Well started out from Isadurfur this morning after breakfast. The breakfast was the typical breakfast you seem to find here as well as in Europe: juice, dry cereal (Cheerios and corn flakes, at least), sliced thinly sliced meats, a few veggies (tomato, cucumber, etc.), breads, jellies, perhaps waffles/pancakes, etc.
Today is going to be primarily a driving day with a few, very few, places to stop for sightseeing except for the terrain. So we head out on paved roads, thank goodness, to Drangsness. Which is a very small fishing community of about 70 people. Supposedly the trip along the shores of the fjords is replete with birds and seals! Never saw a seal did see birds – normal populations but certainly not replete with birds. The fjords were really quite beautiful and green with low growing shrubs unlike the earlier couple of days. The weather was probably about 25-30% sunshine with no rain, well almost. When we went up over one of the passes we did get some light drizzle there but that was it. Generally, the weather has been really good here with no rain, several days with sun and when it was cloudy no rain. The terrain today is in and out of the fjords with green hillsides and little waterfalls every quarter or half mile due to the melting of the snows. One can look across the fjord at the far escarpments and see these small silver bands from the top to the bottom of the escarpments – absolutely beautiful.
After we left town this morning after an hour and a half came upon a small house by the side of the road, see pictures, where we had coffee and waffles. So we stopped and had coffee/tea and a small waffle. The house was built around 1897 by to families. The foundation was only about 20×20 and was lived in until the late 60s. The family deeded it to the National Museum which fixed it up to what it was in the past. It is now a small business in the late 90s and run by the original family descendants. What was really interesting was that there were two houses built on this foundation which shared a wall in the middle. Two families lived there from 1897 to 1917 with 20 total people! After 1917 there was one family. They slept on the second floor – really packed in. The kitchens for the two houses were external structures – so that helped. The doors were about 5.5 feet high and the ceilings about 6.25 feet high on the bottom floor and an A shaped second floor. Is amazing what can be done. The roof was luxuriant grass! The young girl who was there – her grandfather lived there. We headed on around another fjord, climbed up a mountain pass and stopped at a hotel restaurant (use to be a boarding school) for lunch then on to our destination in Drangsnes the hotel/motel was very nice with large rooms and a great restaurant. Had fresh halibut which was really, really good!
The restaurant owner was the front and his wife the cook – really a great couple! The problem they are facing is not unlike we see in the west, the central part of the U.S. They will be moving later this year as there is no future for their children in this small community and the nearest town is quite a ways away and they do get snowed in on occasion. Iceland is aware of these issues and in the West Fjords area, at least, they are trying to improve roads, locate small business (fishing based) in these areas.
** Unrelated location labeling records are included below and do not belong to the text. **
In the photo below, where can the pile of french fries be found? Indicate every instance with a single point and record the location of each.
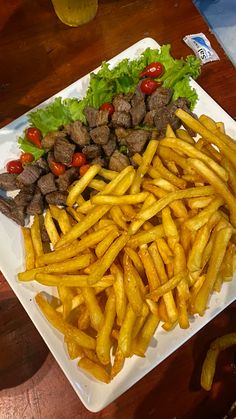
(147, 249)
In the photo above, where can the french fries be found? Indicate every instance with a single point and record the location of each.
(149, 248)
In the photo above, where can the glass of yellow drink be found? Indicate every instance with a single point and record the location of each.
(75, 12)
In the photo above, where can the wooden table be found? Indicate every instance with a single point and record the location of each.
(40, 56)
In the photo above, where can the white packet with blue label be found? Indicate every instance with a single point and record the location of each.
(201, 47)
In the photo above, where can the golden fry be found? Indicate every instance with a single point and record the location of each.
(80, 185)
(103, 345)
(219, 186)
(68, 330)
(29, 248)
(219, 248)
(120, 296)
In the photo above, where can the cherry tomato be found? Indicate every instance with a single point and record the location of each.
(78, 159)
(84, 169)
(34, 136)
(107, 107)
(57, 168)
(153, 70)
(14, 166)
(26, 158)
(148, 86)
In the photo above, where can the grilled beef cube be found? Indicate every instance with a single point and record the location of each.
(138, 110)
(136, 140)
(36, 205)
(91, 116)
(149, 118)
(121, 103)
(118, 161)
(102, 118)
(25, 196)
(161, 120)
(49, 140)
(92, 151)
(181, 103)
(121, 135)
(99, 160)
(65, 180)
(42, 163)
(30, 174)
(100, 135)
(57, 198)
(78, 133)
(63, 151)
(121, 119)
(161, 97)
(9, 208)
(47, 184)
(8, 181)
(110, 146)
(50, 158)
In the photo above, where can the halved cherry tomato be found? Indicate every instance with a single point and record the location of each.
(78, 159)
(26, 158)
(14, 166)
(84, 169)
(107, 107)
(34, 135)
(57, 168)
(153, 70)
(148, 86)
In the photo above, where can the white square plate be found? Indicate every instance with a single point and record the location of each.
(95, 395)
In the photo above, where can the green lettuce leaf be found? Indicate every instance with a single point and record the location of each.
(123, 78)
(183, 89)
(28, 147)
(51, 117)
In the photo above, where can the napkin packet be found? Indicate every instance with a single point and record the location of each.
(201, 47)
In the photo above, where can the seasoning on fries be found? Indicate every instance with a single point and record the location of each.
(149, 247)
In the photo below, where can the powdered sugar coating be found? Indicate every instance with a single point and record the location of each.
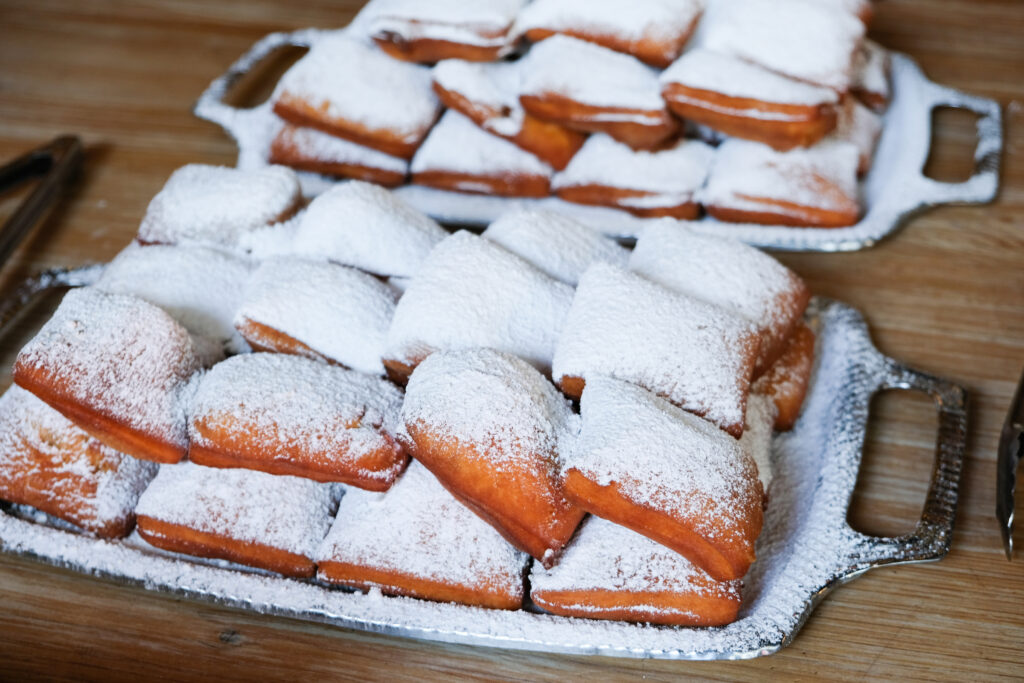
(559, 246)
(698, 355)
(803, 39)
(216, 205)
(604, 556)
(701, 69)
(283, 512)
(591, 75)
(666, 459)
(62, 470)
(822, 176)
(673, 173)
(472, 293)
(457, 144)
(418, 528)
(339, 312)
(365, 225)
(343, 78)
(200, 288)
(119, 355)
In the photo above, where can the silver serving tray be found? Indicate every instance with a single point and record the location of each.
(807, 548)
(894, 189)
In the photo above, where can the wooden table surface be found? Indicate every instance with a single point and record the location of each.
(945, 294)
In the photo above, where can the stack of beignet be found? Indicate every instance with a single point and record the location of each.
(595, 103)
(287, 450)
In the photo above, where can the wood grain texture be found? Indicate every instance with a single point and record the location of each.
(945, 294)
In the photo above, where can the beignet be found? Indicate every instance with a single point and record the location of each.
(652, 31)
(472, 293)
(50, 464)
(660, 182)
(288, 415)
(814, 187)
(596, 90)
(117, 367)
(729, 273)
(696, 354)
(786, 381)
(317, 309)
(611, 572)
(428, 31)
(672, 476)
(359, 224)
(253, 518)
(559, 246)
(216, 205)
(488, 95)
(462, 157)
(745, 100)
(494, 430)
(418, 541)
(310, 150)
(350, 89)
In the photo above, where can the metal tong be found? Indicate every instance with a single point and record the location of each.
(1011, 450)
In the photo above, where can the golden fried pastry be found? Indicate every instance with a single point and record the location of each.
(494, 431)
(288, 415)
(786, 381)
(462, 157)
(808, 41)
(649, 184)
(596, 90)
(742, 99)
(488, 95)
(310, 150)
(215, 205)
(118, 368)
(672, 476)
(50, 464)
(652, 31)
(611, 572)
(696, 354)
(429, 31)
(726, 272)
(364, 225)
(317, 309)
(349, 89)
(556, 244)
(815, 187)
(418, 541)
(253, 518)
(471, 293)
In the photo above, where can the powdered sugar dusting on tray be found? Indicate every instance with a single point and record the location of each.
(591, 75)
(559, 246)
(365, 225)
(340, 312)
(695, 353)
(472, 293)
(418, 528)
(283, 512)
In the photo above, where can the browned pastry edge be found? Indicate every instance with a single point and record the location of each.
(505, 184)
(723, 560)
(399, 583)
(110, 430)
(805, 125)
(180, 539)
(300, 113)
(607, 196)
(587, 118)
(715, 608)
(548, 141)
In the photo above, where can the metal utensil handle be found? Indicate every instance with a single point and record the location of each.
(932, 537)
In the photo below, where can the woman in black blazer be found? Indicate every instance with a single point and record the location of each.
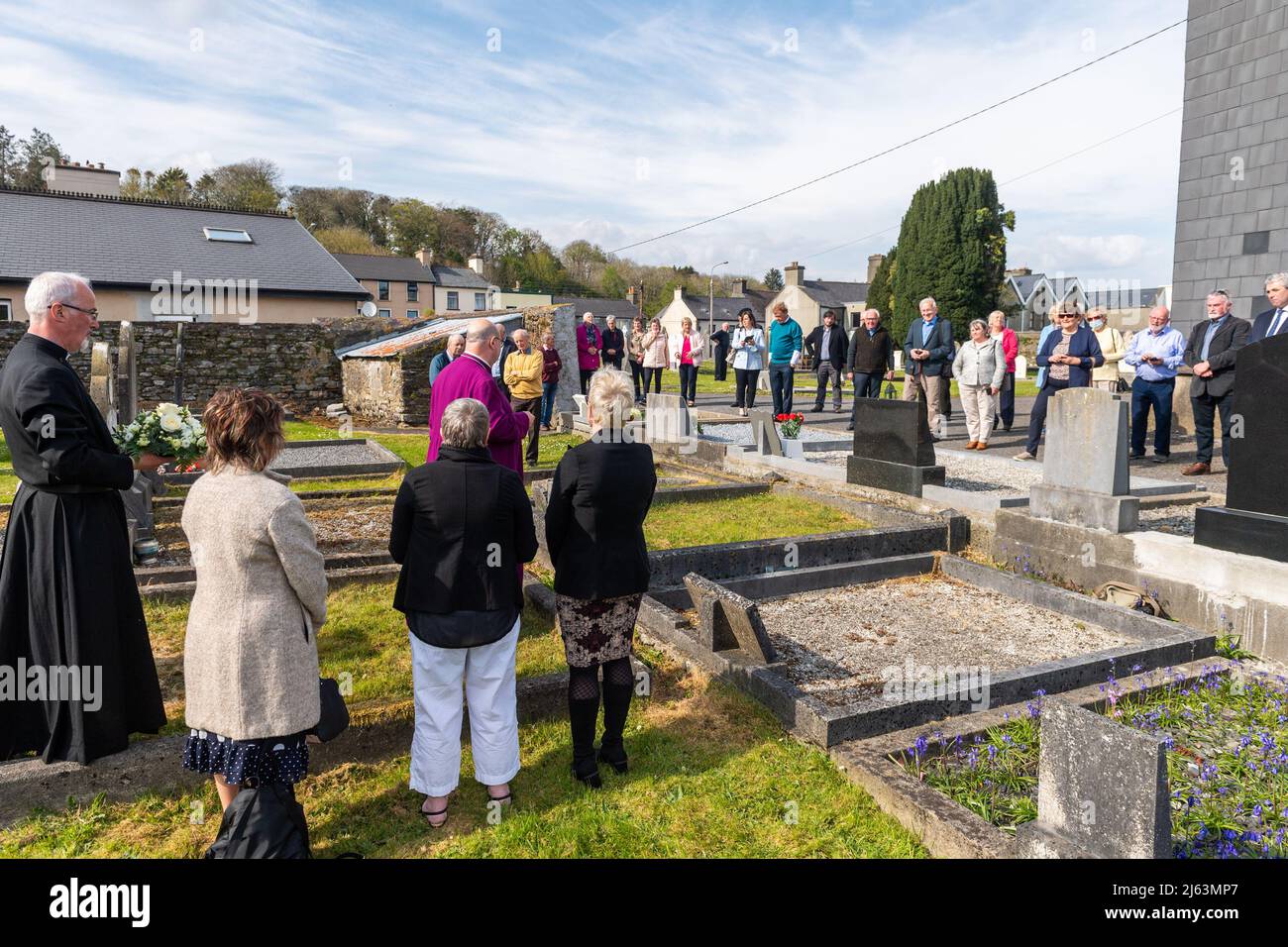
(600, 495)
(462, 531)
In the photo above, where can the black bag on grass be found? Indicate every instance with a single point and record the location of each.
(263, 822)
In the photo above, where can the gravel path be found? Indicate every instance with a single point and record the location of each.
(837, 642)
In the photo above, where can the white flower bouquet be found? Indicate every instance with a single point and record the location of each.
(167, 431)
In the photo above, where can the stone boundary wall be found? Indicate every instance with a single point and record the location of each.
(295, 363)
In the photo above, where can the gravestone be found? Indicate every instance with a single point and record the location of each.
(893, 449)
(764, 434)
(1254, 517)
(726, 620)
(1085, 476)
(666, 419)
(102, 384)
(1102, 789)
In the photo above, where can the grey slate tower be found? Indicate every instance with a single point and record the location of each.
(1232, 215)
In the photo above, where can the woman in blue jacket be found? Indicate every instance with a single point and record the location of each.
(1068, 357)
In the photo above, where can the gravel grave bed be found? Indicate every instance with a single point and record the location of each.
(741, 433)
(836, 642)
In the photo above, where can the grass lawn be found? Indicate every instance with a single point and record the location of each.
(711, 776)
(739, 519)
(364, 638)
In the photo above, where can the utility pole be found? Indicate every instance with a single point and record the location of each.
(711, 302)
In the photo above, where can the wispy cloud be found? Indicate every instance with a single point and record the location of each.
(614, 123)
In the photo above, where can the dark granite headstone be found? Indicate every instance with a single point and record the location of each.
(893, 449)
(1254, 517)
(764, 434)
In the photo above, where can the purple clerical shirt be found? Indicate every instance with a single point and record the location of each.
(471, 376)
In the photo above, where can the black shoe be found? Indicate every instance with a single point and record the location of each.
(613, 757)
(588, 772)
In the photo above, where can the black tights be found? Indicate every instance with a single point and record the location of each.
(584, 706)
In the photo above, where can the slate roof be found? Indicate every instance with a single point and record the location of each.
(459, 278)
(404, 339)
(120, 243)
(375, 266)
(828, 292)
(622, 309)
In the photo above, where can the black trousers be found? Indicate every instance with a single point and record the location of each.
(1006, 398)
(1205, 406)
(746, 386)
(638, 377)
(532, 405)
(1037, 418)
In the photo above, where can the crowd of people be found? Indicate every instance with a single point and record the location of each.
(463, 523)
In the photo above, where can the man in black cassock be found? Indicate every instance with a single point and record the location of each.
(720, 351)
(67, 591)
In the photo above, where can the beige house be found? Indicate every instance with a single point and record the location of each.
(807, 300)
(154, 262)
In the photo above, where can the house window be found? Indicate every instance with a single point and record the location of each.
(1256, 243)
(226, 236)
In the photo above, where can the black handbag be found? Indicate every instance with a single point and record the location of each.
(335, 715)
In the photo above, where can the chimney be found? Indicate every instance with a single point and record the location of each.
(875, 262)
(86, 178)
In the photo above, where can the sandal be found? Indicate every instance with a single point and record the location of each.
(430, 813)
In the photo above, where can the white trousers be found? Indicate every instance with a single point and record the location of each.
(437, 676)
(979, 410)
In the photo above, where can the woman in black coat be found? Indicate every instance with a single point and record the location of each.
(462, 530)
(600, 495)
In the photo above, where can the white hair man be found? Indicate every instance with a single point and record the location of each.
(68, 602)
(1274, 320)
(927, 352)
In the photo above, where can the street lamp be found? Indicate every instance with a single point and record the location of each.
(711, 300)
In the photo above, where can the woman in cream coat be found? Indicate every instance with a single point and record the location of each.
(250, 659)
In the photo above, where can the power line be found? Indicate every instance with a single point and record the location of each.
(903, 145)
(1012, 180)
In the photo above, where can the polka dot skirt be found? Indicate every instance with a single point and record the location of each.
(273, 759)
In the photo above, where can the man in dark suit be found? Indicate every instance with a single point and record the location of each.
(926, 352)
(828, 347)
(720, 351)
(1211, 352)
(1273, 321)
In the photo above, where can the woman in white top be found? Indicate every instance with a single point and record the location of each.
(686, 357)
(979, 368)
(656, 355)
(748, 357)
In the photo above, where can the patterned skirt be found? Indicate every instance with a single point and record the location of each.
(596, 630)
(252, 762)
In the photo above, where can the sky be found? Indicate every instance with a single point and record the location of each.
(619, 121)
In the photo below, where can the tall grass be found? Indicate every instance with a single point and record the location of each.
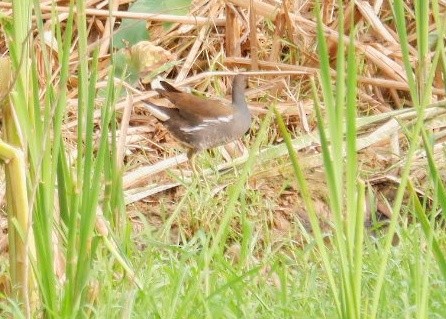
(232, 266)
(65, 195)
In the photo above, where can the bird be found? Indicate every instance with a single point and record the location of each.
(201, 123)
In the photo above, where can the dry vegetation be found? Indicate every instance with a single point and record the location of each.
(276, 42)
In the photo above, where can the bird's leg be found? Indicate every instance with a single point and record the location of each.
(191, 155)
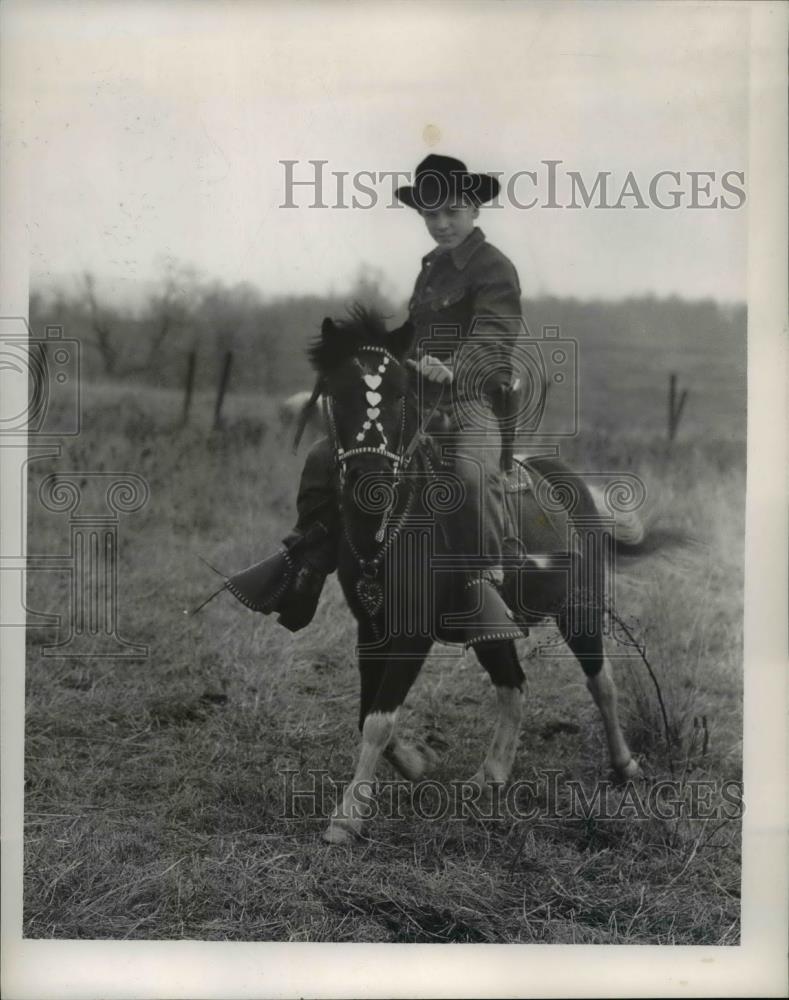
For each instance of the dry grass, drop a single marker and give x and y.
(154, 789)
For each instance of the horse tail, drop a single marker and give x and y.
(630, 529)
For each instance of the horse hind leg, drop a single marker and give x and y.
(500, 659)
(588, 647)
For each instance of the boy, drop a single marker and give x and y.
(469, 289)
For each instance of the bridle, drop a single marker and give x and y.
(368, 588)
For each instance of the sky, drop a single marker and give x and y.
(155, 131)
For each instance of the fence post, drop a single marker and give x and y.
(191, 360)
(223, 380)
(675, 406)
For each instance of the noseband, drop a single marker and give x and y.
(368, 588)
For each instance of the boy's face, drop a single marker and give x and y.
(450, 223)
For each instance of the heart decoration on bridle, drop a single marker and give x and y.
(368, 588)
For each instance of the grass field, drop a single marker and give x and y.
(154, 787)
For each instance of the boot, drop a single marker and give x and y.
(483, 614)
(285, 581)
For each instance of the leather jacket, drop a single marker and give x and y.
(466, 308)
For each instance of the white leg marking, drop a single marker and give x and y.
(412, 762)
(498, 761)
(603, 690)
(377, 734)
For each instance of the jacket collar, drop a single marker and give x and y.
(460, 255)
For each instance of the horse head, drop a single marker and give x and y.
(371, 413)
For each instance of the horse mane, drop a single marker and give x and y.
(341, 339)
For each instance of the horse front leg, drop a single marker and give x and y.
(385, 684)
(500, 659)
(600, 682)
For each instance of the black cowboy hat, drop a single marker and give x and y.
(439, 178)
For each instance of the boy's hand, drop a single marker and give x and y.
(431, 368)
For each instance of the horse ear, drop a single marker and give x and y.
(400, 340)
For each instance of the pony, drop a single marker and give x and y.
(398, 580)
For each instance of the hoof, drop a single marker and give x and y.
(342, 832)
(485, 805)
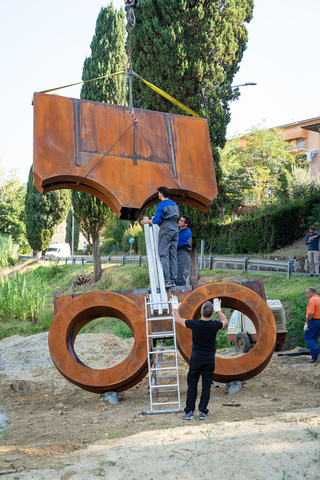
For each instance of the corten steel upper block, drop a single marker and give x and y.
(71, 136)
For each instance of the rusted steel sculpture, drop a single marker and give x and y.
(73, 313)
(244, 300)
(95, 147)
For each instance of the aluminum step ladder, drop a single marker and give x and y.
(162, 358)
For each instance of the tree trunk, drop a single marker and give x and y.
(96, 258)
(194, 271)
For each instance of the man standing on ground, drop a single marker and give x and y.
(202, 359)
(312, 333)
(312, 240)
(166, 217)
(184, 246)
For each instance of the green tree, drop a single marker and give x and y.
(76, 232)
(92, 215)
(43, 212)
(12, 212)
(107, 56)
(257, 167)
(192, 51)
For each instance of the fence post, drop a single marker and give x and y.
(246, 263)
(202, 255)
(289, 269)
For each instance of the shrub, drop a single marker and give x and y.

But part of the problem, like the town we ate in yesterday, they want and can expand the salmon processing plant but to get people there – where is the housing, what other infrastructure is there to support the people? Is difficult but they seem to be making some progress.
Oh well, great meal and topped off with a great piece of cheesecake. That is about it for the day, reviewed tomorrow and time to sack.
BTW – Skype is great for calling home instead of buying minutes for a cell phone. If you do not use it in your travels you ought to!!! Course you do have to have an Internet connection but even in the smallest places the Internet is there – we are truly wired together!
Drive along the shores of the many fjords of Ísafjarðardjúp Bay with beautiful coastlines teeming with seals and bird life. Cross Steingrímsfjarðarheiði Heath and head towards Hólmavík town in the Strandir area known for its interesting history of witchcraft and sorcery. Visit the Sorcery and Witchcraft Museum for a closer look into witchcraft and witch hunting as it was practised here in the 17th century.
Before reaching Hólmavík, take a detour to Drangsnes, a small fishing village at Steigrímsfjörður Fjord where the natural hot outdoor pool is popular with locals and visitors.